Children are 4 times more sensitive to MSG than adults. Neonatal exposure to MSG can cause a permanent reduction in the secretion of growth hormone, leading to stunted growth and irreversible obesity.
Other reactions to MSG include headaches, nausea, weakness, a burning sensation in the back of neck and forearms, wheezing, changes in heart rate, and difficulty breathing.

These are preservatives that are added to processed meat products such as bacon, corned beef, ham, hot dogs, lunch meats, and sausage. They prevent the growth of bacteria.

Nitrates are considered dangerous by the FDA but they have not been banned because they prevent botulism.

Side effects of eating nitrates include headaches, nausea, vomiting, and dizziness. Still you may find these nitrates in baby foods that contain meat so be sure to read labels before you buy commercially made food!

Feeding Routines for Happy Infants

Technically a newborn becomes an infant after reaching the age of one month. The baby remains one until one year old when he or she technically becomes a toddler.
This first year of life is crucial as the way you treat the infant can really affect how he or she will psychologically and physically develop as well as influence the baby's relationship with food.

One important thing is to not force a child of this age to eat. You should never expect him or her to finish a bottle or an entire job of baby food. Putting pressure on a baby causes both emotional and physical discomfort. The pain of overeating for an infant is due to undeveloped organs.

You should also never shame a baby into eating or make him or her think that eating is all about 'control.' This could result in a personality that becomes anxious, obsessive and a future over-eater. Many babies that feel controlled around mealtime rituals become anorexics or bulimics.
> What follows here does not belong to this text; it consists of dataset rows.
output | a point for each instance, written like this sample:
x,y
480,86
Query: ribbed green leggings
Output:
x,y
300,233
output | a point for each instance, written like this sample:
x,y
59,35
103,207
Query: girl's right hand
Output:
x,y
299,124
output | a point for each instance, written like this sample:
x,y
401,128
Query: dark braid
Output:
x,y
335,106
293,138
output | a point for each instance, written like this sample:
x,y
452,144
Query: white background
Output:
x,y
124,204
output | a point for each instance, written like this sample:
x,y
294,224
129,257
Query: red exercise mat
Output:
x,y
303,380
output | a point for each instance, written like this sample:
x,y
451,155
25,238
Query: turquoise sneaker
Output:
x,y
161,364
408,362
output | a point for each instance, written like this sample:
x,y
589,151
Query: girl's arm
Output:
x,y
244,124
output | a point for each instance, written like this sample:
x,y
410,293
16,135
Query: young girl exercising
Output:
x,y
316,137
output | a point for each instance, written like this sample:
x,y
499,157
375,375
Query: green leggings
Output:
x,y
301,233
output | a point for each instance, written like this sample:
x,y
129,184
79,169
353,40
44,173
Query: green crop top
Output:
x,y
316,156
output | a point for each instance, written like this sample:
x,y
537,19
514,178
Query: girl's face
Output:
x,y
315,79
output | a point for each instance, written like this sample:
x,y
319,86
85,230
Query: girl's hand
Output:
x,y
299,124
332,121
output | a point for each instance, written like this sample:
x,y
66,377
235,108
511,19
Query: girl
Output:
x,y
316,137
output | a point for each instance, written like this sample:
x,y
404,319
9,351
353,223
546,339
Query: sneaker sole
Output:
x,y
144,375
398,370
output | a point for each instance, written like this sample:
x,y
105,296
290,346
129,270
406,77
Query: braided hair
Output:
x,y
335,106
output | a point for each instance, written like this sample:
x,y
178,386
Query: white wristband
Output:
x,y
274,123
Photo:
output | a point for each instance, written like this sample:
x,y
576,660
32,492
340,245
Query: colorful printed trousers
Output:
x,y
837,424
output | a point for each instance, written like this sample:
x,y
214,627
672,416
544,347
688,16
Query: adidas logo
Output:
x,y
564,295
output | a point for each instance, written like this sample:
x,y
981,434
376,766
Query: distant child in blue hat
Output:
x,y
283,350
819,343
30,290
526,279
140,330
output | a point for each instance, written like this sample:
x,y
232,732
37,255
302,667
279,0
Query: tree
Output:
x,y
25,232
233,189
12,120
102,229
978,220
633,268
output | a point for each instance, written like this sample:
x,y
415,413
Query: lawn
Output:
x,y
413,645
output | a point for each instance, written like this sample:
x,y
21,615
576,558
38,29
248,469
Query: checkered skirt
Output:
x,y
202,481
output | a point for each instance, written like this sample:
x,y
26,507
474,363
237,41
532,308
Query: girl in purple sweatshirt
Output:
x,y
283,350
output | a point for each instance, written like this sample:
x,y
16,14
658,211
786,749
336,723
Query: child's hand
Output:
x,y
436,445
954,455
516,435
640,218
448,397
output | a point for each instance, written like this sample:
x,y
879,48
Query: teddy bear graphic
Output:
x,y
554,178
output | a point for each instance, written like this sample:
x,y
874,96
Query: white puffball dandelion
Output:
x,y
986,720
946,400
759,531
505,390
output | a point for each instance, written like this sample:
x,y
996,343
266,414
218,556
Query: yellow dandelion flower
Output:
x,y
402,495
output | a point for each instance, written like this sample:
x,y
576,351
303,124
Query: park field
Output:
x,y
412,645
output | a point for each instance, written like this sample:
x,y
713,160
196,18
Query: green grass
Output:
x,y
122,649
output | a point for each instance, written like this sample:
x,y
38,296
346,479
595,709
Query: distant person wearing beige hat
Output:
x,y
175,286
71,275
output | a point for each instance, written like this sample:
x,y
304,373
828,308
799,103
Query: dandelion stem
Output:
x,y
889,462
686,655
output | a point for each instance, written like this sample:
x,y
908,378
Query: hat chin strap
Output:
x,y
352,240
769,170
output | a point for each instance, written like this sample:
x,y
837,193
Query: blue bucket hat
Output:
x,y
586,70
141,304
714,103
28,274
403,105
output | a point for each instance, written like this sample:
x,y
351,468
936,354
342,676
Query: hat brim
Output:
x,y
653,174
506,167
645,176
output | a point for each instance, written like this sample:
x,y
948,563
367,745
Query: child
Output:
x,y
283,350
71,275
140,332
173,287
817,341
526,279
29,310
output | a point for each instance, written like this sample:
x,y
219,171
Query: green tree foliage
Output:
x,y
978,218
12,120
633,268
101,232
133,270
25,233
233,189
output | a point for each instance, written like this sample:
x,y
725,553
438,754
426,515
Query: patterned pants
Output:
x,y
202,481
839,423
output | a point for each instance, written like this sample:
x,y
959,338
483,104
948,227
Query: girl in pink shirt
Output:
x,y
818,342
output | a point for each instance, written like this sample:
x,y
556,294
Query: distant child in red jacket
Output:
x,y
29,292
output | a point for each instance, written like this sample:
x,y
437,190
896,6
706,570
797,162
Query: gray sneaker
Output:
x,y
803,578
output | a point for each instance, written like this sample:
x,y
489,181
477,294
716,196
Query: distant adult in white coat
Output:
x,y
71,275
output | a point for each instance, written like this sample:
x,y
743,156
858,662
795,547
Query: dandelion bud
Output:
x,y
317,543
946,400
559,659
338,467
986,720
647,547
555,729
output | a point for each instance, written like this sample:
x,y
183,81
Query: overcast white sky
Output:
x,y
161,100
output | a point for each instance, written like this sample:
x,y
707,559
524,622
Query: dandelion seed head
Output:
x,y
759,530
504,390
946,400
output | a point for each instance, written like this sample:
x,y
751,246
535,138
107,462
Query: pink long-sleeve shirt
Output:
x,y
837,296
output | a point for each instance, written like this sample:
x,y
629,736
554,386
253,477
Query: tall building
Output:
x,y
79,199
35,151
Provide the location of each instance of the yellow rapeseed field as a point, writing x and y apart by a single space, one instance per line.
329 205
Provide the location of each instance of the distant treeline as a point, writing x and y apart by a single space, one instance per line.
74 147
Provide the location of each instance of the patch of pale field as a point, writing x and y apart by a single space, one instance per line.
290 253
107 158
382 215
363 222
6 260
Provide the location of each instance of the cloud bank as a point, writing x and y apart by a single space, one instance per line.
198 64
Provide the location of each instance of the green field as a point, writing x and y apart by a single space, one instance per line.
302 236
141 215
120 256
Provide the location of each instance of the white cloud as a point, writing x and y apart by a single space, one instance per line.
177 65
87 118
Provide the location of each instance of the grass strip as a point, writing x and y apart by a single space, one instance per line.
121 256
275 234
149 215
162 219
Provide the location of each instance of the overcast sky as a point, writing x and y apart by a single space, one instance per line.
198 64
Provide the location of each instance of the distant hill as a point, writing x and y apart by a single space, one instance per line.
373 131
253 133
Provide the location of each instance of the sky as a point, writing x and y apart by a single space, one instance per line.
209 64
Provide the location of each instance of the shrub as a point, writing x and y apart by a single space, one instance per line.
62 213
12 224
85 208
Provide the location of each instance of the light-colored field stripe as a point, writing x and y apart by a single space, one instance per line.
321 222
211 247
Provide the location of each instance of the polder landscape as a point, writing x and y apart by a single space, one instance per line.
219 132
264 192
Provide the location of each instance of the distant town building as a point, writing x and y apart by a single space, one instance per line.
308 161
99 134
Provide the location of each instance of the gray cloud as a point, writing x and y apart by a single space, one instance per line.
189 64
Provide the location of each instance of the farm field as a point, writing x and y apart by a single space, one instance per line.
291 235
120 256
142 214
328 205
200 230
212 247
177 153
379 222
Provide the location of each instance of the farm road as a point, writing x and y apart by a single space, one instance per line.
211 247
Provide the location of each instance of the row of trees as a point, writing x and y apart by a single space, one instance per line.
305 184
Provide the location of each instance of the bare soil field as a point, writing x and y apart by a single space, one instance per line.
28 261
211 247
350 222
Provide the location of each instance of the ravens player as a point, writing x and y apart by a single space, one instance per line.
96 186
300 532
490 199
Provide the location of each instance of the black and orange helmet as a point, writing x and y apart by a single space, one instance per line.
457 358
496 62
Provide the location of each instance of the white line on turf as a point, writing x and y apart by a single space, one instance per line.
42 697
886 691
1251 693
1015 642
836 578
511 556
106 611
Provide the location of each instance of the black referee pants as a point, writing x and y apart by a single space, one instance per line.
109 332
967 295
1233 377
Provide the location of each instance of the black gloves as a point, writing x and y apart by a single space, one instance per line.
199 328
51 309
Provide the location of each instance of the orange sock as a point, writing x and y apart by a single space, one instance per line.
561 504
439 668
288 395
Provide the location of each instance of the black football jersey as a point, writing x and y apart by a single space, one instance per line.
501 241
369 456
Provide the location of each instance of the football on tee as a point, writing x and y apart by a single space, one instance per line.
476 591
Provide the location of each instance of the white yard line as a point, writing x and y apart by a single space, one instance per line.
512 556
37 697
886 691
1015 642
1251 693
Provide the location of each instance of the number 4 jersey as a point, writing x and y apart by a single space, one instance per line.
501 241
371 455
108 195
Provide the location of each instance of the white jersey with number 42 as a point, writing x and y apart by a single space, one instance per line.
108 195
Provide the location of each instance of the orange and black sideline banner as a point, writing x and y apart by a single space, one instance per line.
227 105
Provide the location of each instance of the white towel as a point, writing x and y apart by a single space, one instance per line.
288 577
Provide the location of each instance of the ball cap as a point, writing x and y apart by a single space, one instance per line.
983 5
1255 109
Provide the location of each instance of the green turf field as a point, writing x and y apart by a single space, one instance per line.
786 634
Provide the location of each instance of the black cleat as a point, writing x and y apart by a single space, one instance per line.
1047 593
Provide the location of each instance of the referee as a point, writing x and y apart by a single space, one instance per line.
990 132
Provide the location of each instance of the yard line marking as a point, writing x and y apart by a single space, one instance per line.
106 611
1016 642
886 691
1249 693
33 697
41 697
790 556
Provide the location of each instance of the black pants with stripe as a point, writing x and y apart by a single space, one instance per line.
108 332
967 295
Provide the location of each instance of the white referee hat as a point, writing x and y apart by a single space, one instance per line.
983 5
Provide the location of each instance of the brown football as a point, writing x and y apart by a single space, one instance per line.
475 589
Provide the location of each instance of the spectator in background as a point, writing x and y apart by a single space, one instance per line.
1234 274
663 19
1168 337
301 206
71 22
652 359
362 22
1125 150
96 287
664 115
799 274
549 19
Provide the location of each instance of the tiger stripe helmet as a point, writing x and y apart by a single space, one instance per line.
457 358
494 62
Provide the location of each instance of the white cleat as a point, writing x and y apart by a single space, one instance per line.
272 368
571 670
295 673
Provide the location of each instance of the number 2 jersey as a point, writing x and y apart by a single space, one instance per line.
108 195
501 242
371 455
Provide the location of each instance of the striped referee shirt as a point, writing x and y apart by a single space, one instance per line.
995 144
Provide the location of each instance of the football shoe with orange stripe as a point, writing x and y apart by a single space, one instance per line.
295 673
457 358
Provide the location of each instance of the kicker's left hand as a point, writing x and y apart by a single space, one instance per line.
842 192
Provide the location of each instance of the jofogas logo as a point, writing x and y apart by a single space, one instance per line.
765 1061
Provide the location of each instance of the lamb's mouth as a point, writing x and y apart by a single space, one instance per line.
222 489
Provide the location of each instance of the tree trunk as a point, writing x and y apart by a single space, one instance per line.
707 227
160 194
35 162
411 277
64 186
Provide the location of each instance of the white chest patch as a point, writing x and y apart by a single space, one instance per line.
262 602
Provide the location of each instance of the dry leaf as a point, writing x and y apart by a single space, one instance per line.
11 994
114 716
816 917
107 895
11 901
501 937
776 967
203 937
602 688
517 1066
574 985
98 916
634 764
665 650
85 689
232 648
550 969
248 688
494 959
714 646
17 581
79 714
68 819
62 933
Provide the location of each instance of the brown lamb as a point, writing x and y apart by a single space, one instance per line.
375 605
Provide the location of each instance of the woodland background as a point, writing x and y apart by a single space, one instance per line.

Another routine that can never be established early enough is eating at the same time every day. This type of habit tends to 'take hold' as part of your developing baby's instincts and also last well into maturity. It prevents snacking and overeating.

You should try to avoid buying baby foods that contain additives, coloring agents and preservatives. If you must buy commercial baby food rather than make your own then be sure to read the labels. You also want to avoid addicting baby to foods that contain MSG, sugar and too much salt. These additives make food seem so delicious that it will be very hard for you to get your baby to eat things that are less attractive but truly nutritious such as pureed broccoli or yams.

The same thing goes for sugar. The baby who eats chocolate pudding will prefer that over peaches or bananas for dessert. Shunning foods is too easy for an infant' sugar and salt are so addicting they will throw big tantrums to get it.

If you want your baby to develop a positive attitude towards mealtime then it is also a good idea to make it seem more sociable and exciting by talking to the baby about the food and how great it is to share mealtime together. This will make the baby look forward to eating with the family.